Saya mulai menjadikan menonton film sebagai salah satu hobi boleh dibilang terlambat, yaitu di akhir saya kuliah di Jurusan Sejarah Fakultas Sastra UI (sebelum namanya jadi Fakultas Ilmu Budaya UI (1990-an awal). Kalau saja saya tidak mencoba menonton film di luar film Indonesia dan Hollywood mungkin film bagi saya terbatas sebagai sebuah hiburan.
Namun ketika saya ikut kursus Bahasa Prancis di CCF yang kerap memutar film Prancis dua kali sepekan, saya baru menyadari bahwa film-film di luar Hollywood tak kalah bagusnya. Walau pertama-tama sulit mencernanya.
Sejak itu bagi saya film bukan hanya sekedar hiburan, tetapi juga intelektual. Menonton film itu sama dengan baca buku, mau mencari kesenangan saja atau mengisi kepala. Dua-duanya saja, ada film yang untuk hiburan dan ada film untuk intelektual.
Kalau yang pertama sekadar menonton dan sudah itu lupakan, sama seperti meneguk minuman coca cola di kala cuaca panas menyengat atau sekadar mengusir kesuntukan.
Sementara yang kedua ibarat minum segelas susu segar yang bermanfaat bagi tubuh. Sejak 1990-an film yang saya tonton selalu saya catat di diary dan pada 1994 sudah mulai mencoba menulis review film di "Majalah Sinar" pertama kali bekerja sebagai jurnalis.
Redaktur saya Mas Budi Winarno waktu itu memberikan saya kesempatan. Saya masih ingat saya pernah menulis review "Little Women", "Star Terk", Film James Bond "Golden Eye".
Setelah itu saya menonton film-film Prancis seperti L'Haine yang memperkenalkan saya pada sutrdara Matthieuw Kassovitz, L'appat yang membuat saya jatuh hati pada bintang Belgia Marie Gillain, dan masih banyak lagi. Prancis bukan hanya Allain Delon. Berikutnya masih era 1990-an mengunyah film Iran dan akhirnya film mancanegara setelah adanya Jiffest.
Saya menyebut diri saya sendiri dari sekadar penonton film hiburan sebelum era 1990-an menjadi orang apresiasi pada film dengan memberikan ulasan dan menjadikan bahan diskusi. Atau baru tingkat dua.
Kalau yang pertama kan memandang, misalnya saya suka Dilan 1990 karena dialog lucu, Iqbaal Ramadhan itu lucu, Vanesha Pescelia itu cantik. Sampai di situ.

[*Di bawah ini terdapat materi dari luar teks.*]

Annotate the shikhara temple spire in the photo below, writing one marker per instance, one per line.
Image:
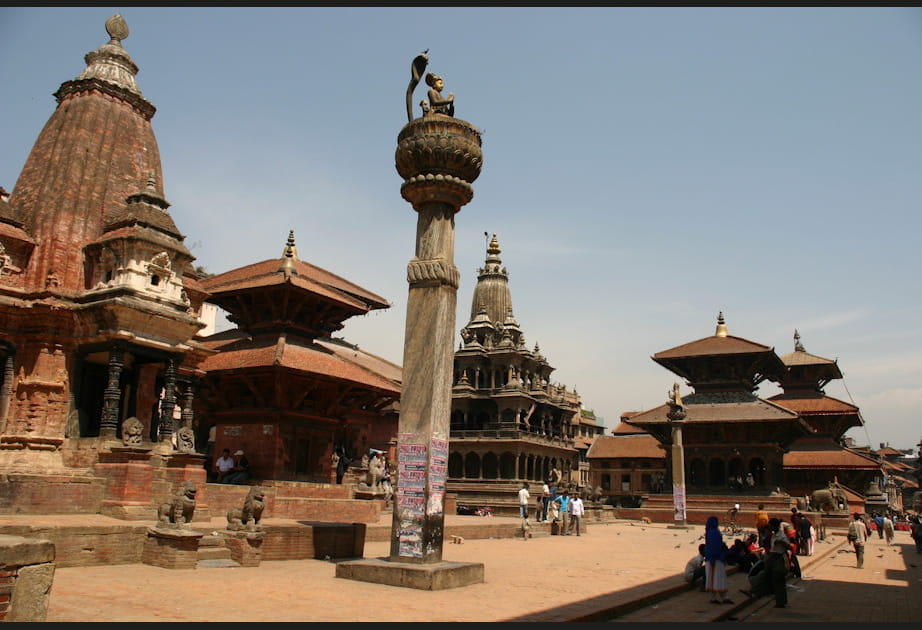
(289, 255)
(492, 290)
(110, 62)
(721, 326)
(798, 347)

Tetapi kalau di tingkat dua, Dilan 1990 itu menggambarkan remaja Bandung era 1990-an, film ini menjadi ikon film remaja berikutnya setelah "Ada Apa dengan Cinta", "Gita Cinta dari SMA" dan akhirnya "Tiga Dara".
Namun belum menjadi orang yang kritis terhadap film. Pasalnya saya tidak bertemu dengan sebuah komunitas yang sama-sama tukang ulas film. Masuk tingkat tiga ketika ketemu "gerombolan" bernama KOMiK dengan pentolannya seperti Dewi Puspasari, Linda Ernita dan pas ketika saya mulai mengulik film lebih dalam.
KOMiK membahas bagaimana skenario, sinematografi, dan menjadi interaktif karena peran media sosial bukan hanya komentar di bawah tulisan di Kompasiana. Saya tidak ingat masuk tahun berapa setelah KOMiK berdiri tetapi mulai aktif ketika ikut berapa event Kompasianival sebelum pandemi.